Another argument that could be made in favour of the waiver is that these medical tools were developed through research substantially funded by tax payers’ money. Even on a domestic level, those in the upper echelons of the class hierarchy would be more likely to have access to these medicines and equipment as compared to the less privileged. The common paid for the development of this vaccine, but would now be forced to run in circles to obtain the benefit of his contribution, which is not an egalitarian feature of democracy. We have seen in the case of diabetes medicines in the US that extensive protection of IP is detrimental to the establishment of healthcare for all.
However, in a recent article by the New York Times, the US trade representative was quoted saying that “protecting intellectual property rights and otherwise facilitating incentives for innovation and competition was the best way to ensure the swift delivery of any vaccines and treatments.” While the proposal initiated by India and South Africa received support from as many as 100 countries it was strongly opposed by some, the most notable opponents being the US, Britain, Canada and Australia. The EU has expressed its doubts stating that there is no proof that IPR is a genuine obstacle, while Britain has dismissed the proposal as a set of extreme measures to address an unproven problem.
Moderna has pledged to not enforce any patents related to its COVID-19 vaccines. However, this does not seem like a very generous offer since the technical knowledge and know how have to be divulged if the drugs are to be replicated. Nonetheless, since the effects of this declaration remain unclear doubts have been expressed over the effectiveness of the waiver as a tool to ensure accessibility. Patent protection invokes in the patentees a feeling of being rewarded which incentivises them to explore not for profit schemes, differential pricing in poor countries and trying to sell the products at near cost levels.
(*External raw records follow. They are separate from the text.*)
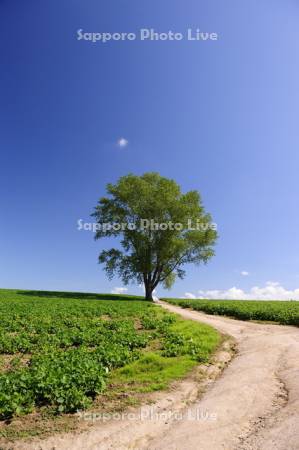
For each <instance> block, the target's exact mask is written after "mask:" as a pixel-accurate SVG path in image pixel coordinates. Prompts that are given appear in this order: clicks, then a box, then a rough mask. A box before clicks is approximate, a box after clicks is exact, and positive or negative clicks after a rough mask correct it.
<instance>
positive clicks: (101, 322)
mask: <svg viewBox="0 0 299 450" xmlns="http://www.w3.org/2000/svg"><path fill="white" fill-rule="evenodd" d="M107 298H108V299H107ZM0 319H1V320H0V419H1V421H2V425H1V426H0V436H1V435H2V436H10V435H13V433H16V430H15V428H14V427H13V419H19V418H20V416H22V417H23V418H24V417H25V418H26V417H33V416H34V418H35V419H34V420H36V417H38V416H40V417H45V416H46V417H50V416H53V417H57V416H63V415H66V414H68V415H70V414H73V413H75V412H76V411H77V410H83V409H87V408H90V407H93V408H97V409H98V410H101V408H102V407H103V404H105V408H107V402H108V403H109V401H111V402H112V403H113V402H114V403H115V402H116V401H117V400H118V398H122V397H123V396H124V393H125V395H126V402H127V404H130V402H131V403H132V404H133V403H134V401H138V395H140V394H142V393H147V392H152V391H155V390H159V389H164V388H166V387H167V386H168V385H169V383H170V382H172V381H174V380H176V379H179V378H181V377H183V376H184V375H186V374H187V372H188V371H190V370H191V369H192V368H193V367H194V366H195V365H197V364H198V363H199V362H207V361H208V360H209V358H210V357H211V355H212V354H213V352H214V351H215V350H216V348H217V346H218V345H219V343H220V340H221V337H220V334H219V333H218V332H217V331H216V330H214V329H213V328H212V327H211V326H209V325H204V324H199V323H194V322H192V321H186V320H183V319H181V318H180V317H179V316H177V315H175V314H172V313H169V312H167V311H165V310H163V309H162V308H160V307H159V306H156V305H153V304H152V303H150V302H146V301H144V300H141V298H139V297H128V296H119V295H118V296H117V295H116V296H113V295H110V294H107V295H106V294H105V295H104V294H103V295H99V294H82V293H61V292H44V291H16V290H0ZM112 406H113V405H112ZM7 420H9V421H11V424H12V425H11V424H10V425H9V426H8V428H7V427H6V426H4V421H7ZM18 427H19V424H18ZM19 428H20V427H19ZM27 432H28V430H27V431H26V433H27ZM20 433H21V432H20ZM20 433H19V434H20ZM26 433H25V434H26ZM28 433H29V434H30V432H28ZM35 433H37V431H36V429H35ZM17 434H18V433H17Z"/></svg>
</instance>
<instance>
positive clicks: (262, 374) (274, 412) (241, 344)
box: [15, 302, 299, 450]
mask: <svg viewBox="0 0 299 450" xmlns="http://www.w3.org/2000/svg"><path fill="white" fill-rule="evenodd" d="M160 304H161V306H162V307H164V308H166V309H168V310H170V311H173V312H176V313H179V314H180V315H181V316H183V317H184V318H186V319H192V320H197V321H200V322H204V323H207V324H210V325H212V326H214V327H215V328H217V329H218V330H220V331H221V332H222V333H225V334H229V335H231V336H233V337H234V338H235V340H236V342H237V344H238V354H237V356H236V357H235V358H234V359H233V361H232V362H231V363H230V365H229V366H228V367H227V368H226V369H225V370H224V372H223V373H222V375H221V376H220V377H219V378H218V379H217V380H216V381H215V382H214V383H213V384H212V385H211V386H210V388H209V389H208V390H207V391H206V393H205V394H204V395H203V396H202V398H201V399H200V400H196V396H195V398H192V396H190V386H189V387H188V384H187V385H186V383H185V385H184V383H183V384H182V388H181V392H177V393H176V394H175V395H173V394H171V393H170V394H169V393H167V394H165V393H164V394H161V398H160V400H159V402H158V403H157V405H156V408H157V409H158V410H163V411H167V409H169V405H171V408H177V407H178V404H179V403H180V402H181V403H183V400H184V395H185V394H186V392H188V393H189V394H188V395H189V406H187V408H186V406H185V403H184V415H183V417H180V418H179V420H177V419H175V420H172V419H171V420H168V419H165V418H163V417H162V418H161V417H159V418H158V419H152V420H141V419H138V418H136V419H134V420H132V419H130V420H126V419H125V420H122V421H118V422H111V423H108V424H105V425H104V426H103V425H102V424H99V425H101V426H98V425H95V426H94V427H92V428H91V430H90V431H89V432H88V433H86V432H84V433H82V434H79V435H74V434H73V435H72V436H70V435H65V436H58V437H57V436H56V437H54V436H53V437H52V438H51V439H48V440H46V441H44V442H39V443H35V445H34V446H32V445H29V446H24V444H23V445H21V446H16V447H15V448H16V449H22V450H23V449H27V448H28V449H30V450H31V449H43V450H49V449H51V450H52V449H57V450H77V449H78V450H79V449H80V450H83V449H84V450H85V449H86V450H106V449H107V450H108V449H117V450H121V449H123V450H125V449H138V450H145V449H146V450H162V449H163V450H220V449H221V450H274V449H275V450H295V449H296V450H297V449H299V329H297V328H294V327H288V326H280V325H270V324H269V325H268V324H256V323H250V322H243V321H238V320H233V319H228V318H225V317H219V316H208V315H206V314H203V313H199V312H196V311H191V310H186V309H185V310H183V309H181V308H177V307H175V306H172V305H169V304H162V303H161V302H160ZM191 387H192V386H191ZM188 389H189V390H188ZM184 390H185V393H184ZM191 391H192V389H191ZM185 400H186V398H185ZM168 402H169V403H168ZM146 408H150V407H149V406H147V407H146Z"/></svg>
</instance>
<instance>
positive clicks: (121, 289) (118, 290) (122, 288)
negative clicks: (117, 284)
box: [111, 288, 128, 294]
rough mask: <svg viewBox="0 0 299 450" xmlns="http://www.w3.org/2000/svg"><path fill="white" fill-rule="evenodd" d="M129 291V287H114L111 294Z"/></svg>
mask: <svg viewBox="0 0 299 450" xmlns="http://www.w3.org/2000/svg"><path fill="white" fill-rule="evenodd" d="M127 291H128V289H127V288H114V289H112V291H111V294H125V293H126V292H127Z"/></svg>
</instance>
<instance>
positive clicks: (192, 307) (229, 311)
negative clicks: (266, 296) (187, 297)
mask: <svg viewBox="0 0 299 450" xmlns="http://www.w3.org/2000/svg"><path fill="white" fill-rule="evenodd" d="M163 300H164V301H166V302H168V303H171V304H173V305H176V306H181V307H182V308H192V309H194V310H196V311H203V312H205V313H207V314H216V315H221V316H228V317H233V318H236V319H240V320H252V321H260V322H269V323H279V324H281V325H294V326H297V327H298V326H299V302H298V301H264V300H263V301H258V300H250V301H245V300H201V299H198V300H197V299H194V300H189V299H173V298H164V299H163Z"/></svg>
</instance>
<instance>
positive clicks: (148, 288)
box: [145, 284, 154, 302]
mask: <svg viewBox="0 0 299 450" xmlns="http://www.w3.org/2000/svg"><path fill="white" fill-rule="evenodd" d="M145 300H148V301H149V302H153V301H154V300H153V288H152V287H151V285H150V284H146V285H145Z"/></svg>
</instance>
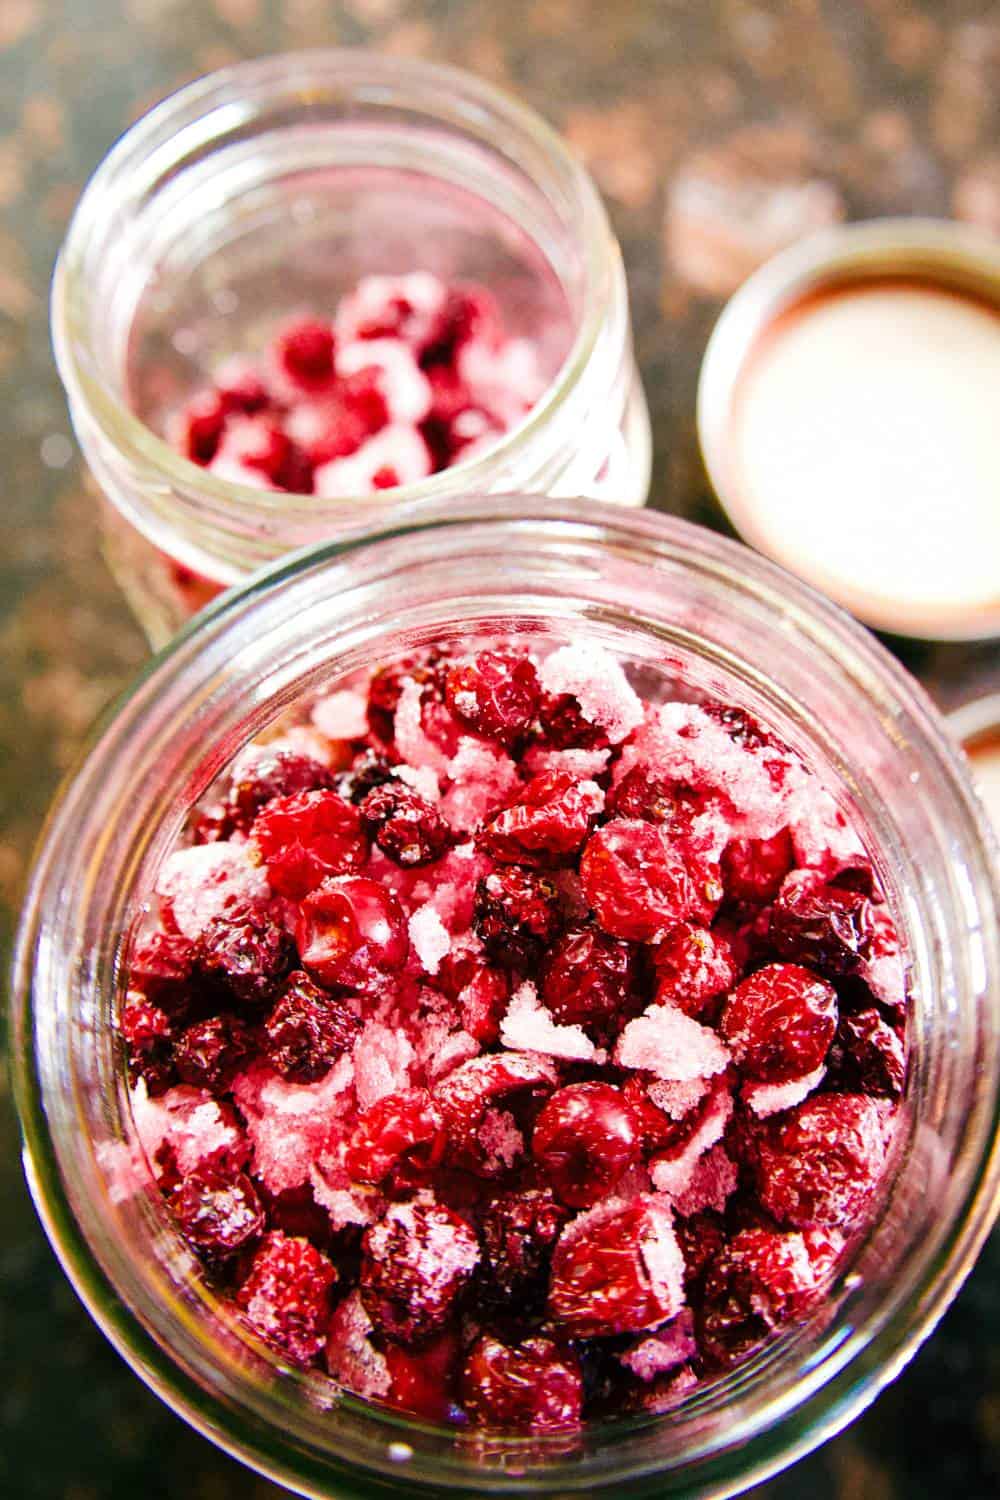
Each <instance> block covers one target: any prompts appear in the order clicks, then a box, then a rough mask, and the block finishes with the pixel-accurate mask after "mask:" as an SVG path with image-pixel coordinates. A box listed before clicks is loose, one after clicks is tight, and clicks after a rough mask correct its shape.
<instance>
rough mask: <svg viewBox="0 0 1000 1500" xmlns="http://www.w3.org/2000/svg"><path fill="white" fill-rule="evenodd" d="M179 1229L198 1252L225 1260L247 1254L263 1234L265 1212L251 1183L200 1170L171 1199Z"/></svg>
mask: <svg viewBox="0 0 1000 1500" xmlns="http://www.w3.org/2000/svg"><path fill="white" fill-rule="evenodd" d="M171 1209H172V1211H174V1218H175V1220H177V1226H178V1229H180V1232H181V1235H183V1236H184V1239H186V1241H189V1242H190V1244H192V1245H193V1247H195V1250H199V1251H201V1253H202V1254H204V1256H208V1257H210V1259H211V1260H222V1259H225V1257H226V1256H234V1254H235V1253H237V1251H238V1250H246V1247H247V1245H250V1244H253V1241H255V1239H258V1238H259V1235H262V1233H264V1209H262V1208H261V1200H259V1199H258V1196H256V1193H255V1191H253V1184H252V1182H250V1179H249V1178H247V1176H246V1175H244V1173H241V1172H238V1173H225V1172H219V1170H217V1169H213V1167H201V1169H199V1170H198V1172H192V1173H189V1175H187V1176H186V1178H184V1179H183V1181H181V1184H180V1187H178V1188H177V1190H175V1191H174V1196H172V1197H171Z"/></svg>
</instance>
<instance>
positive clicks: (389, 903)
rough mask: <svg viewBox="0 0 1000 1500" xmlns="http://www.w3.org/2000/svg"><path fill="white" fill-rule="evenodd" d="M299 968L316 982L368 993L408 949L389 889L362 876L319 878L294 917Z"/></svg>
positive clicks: (390, 968) (403, 955)
mask: <svg viewBox="0 0 1000 1500" xmlns="http://www.w3.org/2000/svg"><path fill="white" fill-rule="evenodd" d="M295 942H297V944H298V956H300V959H301V962H303V968H304V969H307V971H309V974H310V975H313V977H315V978H316V980H318V981H319V984H325V986H330V987H333V989H346V990H357V992H358V993H372V992H375V990H378V989H379V986H381V984H382V983H384V980H385V978H387V975H391V974H397V972H399V971H400V969H402V968H403V965H405V963H406V956H408V954H409V936H408V933H406V921H405V916H403V910H402V907H400V904H399V901H397V900H396V897H394V895H393V892H391V891H390V889H388V888H387V886H382V885H379V883H378V880H369V879H366V877H364V876H355V874H342V876H334V877H333V879H330V880H324V883H322V885H321V886H318V888H316V889H315V891H310V894H309V895H307V897H306V900H304V901H303V903H301V907H300V912H298V921H297V922H295Z"/></svg>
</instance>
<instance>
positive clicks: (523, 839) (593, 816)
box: [480, 771, 604, 865]
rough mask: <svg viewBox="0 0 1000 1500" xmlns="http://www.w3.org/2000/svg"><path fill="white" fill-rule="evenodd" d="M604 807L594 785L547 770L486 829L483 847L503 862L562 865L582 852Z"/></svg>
mask: <svg viewBox="0 0 1000 1500" xmlns="http://www.w3.org/2000/svg"><path fill="white" fill-rule="evenodd" d="M603 807H604V793H603V792H601V789H600V786H597V783H595V781H580V780H579V778H577V777H574V775H571V774H570V772H568V771H546V772H544V774H543V775H537V777H534V780H532V781H529V783H528V786H526V787H523V790H522V792H520V793H519V796H517V801H516V802H513V804H511V805H510V807H507V808H505V810H504V811H502V813H498V816H496V817H493V819H492V822H489V823H487V825H486V828H484V829H483V832H481V834H480V843H481V844H483V847H484V849H486V852H487V853H490V855H493V858H495V859H501V861H502V862H504V864H526V865H553V864H561V862H562V861H565V859H567V858H570V856H571V855H574V853H576V852H577V850H579V849H580V846H582V844H583V841H585V838H586V835H588V834H589V831H591V828H592V826H594V820H595V817H597V816H598V813H600V811H601V808H603Z"/></svg>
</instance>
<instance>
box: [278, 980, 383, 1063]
mask: <svg viewBox="0 0 1000 1500" xmlns="http://www.w3.org/2000/svg"><path fill="white" fill-rule="evenodd" d="M360 1031H361V1022H360V1019H358V1017H357V1016H355V1014H354V1013H352V1011H349V1010H348V1008H346V1005H345V1002H343V1001H342V999H337V998H334V996H331V995H327V993H325V990H321V989H319V986H316V984H313V983H312V980H310V978H309V975H307V974H303V972H301V971H297V972H295V974H292V975H289V978H288V981H286V984H285V987H283V990H282V995H280V999H279V1001H277V1005H276V1007H274V1010H273V1011H271V1014H270V1016H268V1017H267V1022H265V1023H264V1038H265V1040H264V1052H265V1055H267V1061H268V1062H270V1065H271V1068H274V1071H276V1073H280V1076H282V1077H283V1079H288V1080H289V1082H294V1083H315V1082H316V1080H318V1079H322V1077H324V1076H325V1074H327V1073H328V1071H330V1068H331V1067H333V1064H334V1062H336V1061H337V1058H339V1056H340V1055H342V1053H345V1052H348V1050H349V1049H351V1047H352V1046H354V1043H355V1041H357V1037H358V1032H360Z"/></svg>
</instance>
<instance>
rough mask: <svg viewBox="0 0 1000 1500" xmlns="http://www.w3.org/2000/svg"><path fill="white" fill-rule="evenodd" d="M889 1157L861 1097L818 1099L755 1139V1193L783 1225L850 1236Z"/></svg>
mask: <svg viewBox="0 0 1000 1500" xmlns="http://www.w3.org/2000/svg"><path fill="white" fill-rule="evenodd" d="M885 1157H886V1148H885V1139H883V1131H882V1122H880V1118H879V1112H877V1109H876V1106H874V1104H873V1101H871V1100H870V1098H865V1097H864V1095H861V1094H819V1095H813V1097H811V1098H808V1100H807V1101H805V1103H804V1104H799V1106H798V1107H796V1109H793V1110H789V1112H787V1113H786V1115H781V1116H778V1118H777V1121H775V1122H774V1125H772V1127H771V1128H769V1130H765V1131H762V1133H760V1136H759V1139H757V1169H756V1179H757V1193H759V1196H760V1202H762V1203H763V1206H765V1208H766V1209H768V1212H769V1214H772V1215H774V1218H775V1220H778V1223H780V1224H790V1226H792V1227H793V1229H810V1227H813V1226H831V1227H832V1229H841V1230H844V1232H849V1230H852V1229H855V1227H856V1226H859V1224H861V1223H862V1221H864V1217H865V1212H867V1209H868V1205H870V1202H871V1197H873V1194H874V1191H876V1187H877V1185H879V1178H880V1175H882V1167H883V1163H885Z"/></svg>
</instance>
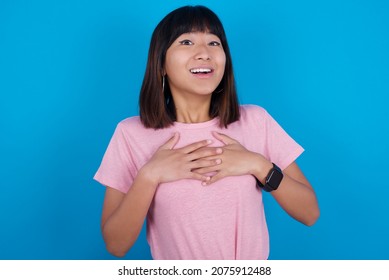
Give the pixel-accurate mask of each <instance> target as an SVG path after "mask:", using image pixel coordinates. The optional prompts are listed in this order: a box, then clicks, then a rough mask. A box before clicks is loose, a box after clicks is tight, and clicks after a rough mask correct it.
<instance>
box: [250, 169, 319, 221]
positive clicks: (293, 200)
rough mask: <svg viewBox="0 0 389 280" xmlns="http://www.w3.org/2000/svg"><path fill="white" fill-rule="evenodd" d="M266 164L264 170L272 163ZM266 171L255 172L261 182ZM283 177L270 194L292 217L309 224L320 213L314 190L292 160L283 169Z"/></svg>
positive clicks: (254, 175)
mask: <svg viewBox="0 0 389 280" xmlns="http://www.w3.org/2000/svg"><path fill="white" fill-rule="evenodd" d="M268 163H269V164H270V167H269V164H266V166H267V168H265V169H264V170H268V171H270V169H271V168H272V164H271V163H270V162H268ZM265 173H266V172H257V174H260V175H255V174H253V175H254V176H256V177H257V176H258V177H257V178H258V179H259V180H260V181H261V182H262V183H265V177H266V175H267V173H266V175H265V176H264V175H263V174H265ZM283 174H284V177H283V178H282V181H281V184H280V185H279V187H278V189H277V190H275V191H272V192H271V194H272V195H273V197H274V198H275V199H276V201H277V202H278V204H279V205H280V206H281V207H282V208H283V209H284V210H285V211H286V212H287V213H288V214H289V215H290V216H292V217H293V218H294V219H296V220H298V221H300V222H301V223H303V224H305V225H307V226H311V225H313V224H314V223H315V222H316V221H317V219H318V218H319V215H320V210H319V205H318V202H317V199H316V195H315V192H314V190H313V188H312V186H311V184H310V183H309V182H308V180H307V178H306V177H305V176H304V174H303V173H302V172H301V170H300V168H299V167H298V165H297V164H296V163H295V162H293V163H292V164H290V165H289V166H288V167H287V168H285V169H284V170H283Z"/></svg>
This argument for continuing protection of IPR can be successfully challenged, given the real dangers of “vaccine nationalism” — as per Oxfam’s report, a small group of rich countries has already purchased more than 50% of the future supply of Covid-19 vaccines. This shows that the benevolent voluntary efforts made by pharmaceutical companies are not going to be enough. Coordinated state action at a global level is required and in present circumstances temporary suspension of relevant treaties and laws seem to be warranted.
It is also pertinent to mention at this point that the legal obstacles do not end with TRIPS but are also found in the form of Bilateral Investment Treaties (BITs). It is not uncommon for BITs to recognise IPR as part of foreign investment. Consequently, State regulatory measures that impact the investments of transnational pharmaceutical corporations may attract legal scrutiny for being in breach of BITs. This could have a chilling effect on State regulation aimed at ensuring accessibility of Covid-19 drugs and vaccines. Globally, pharma companies have, in the past, used BITs to challenge State regulations on IP rights. Thus, India and other countries must also secure a waiver from the application of BITs to Covid-19 vaccines, drugs, and diagnostics. Countries can do this by adopting a binding declaration to that effect either bilaterally or multilaterally.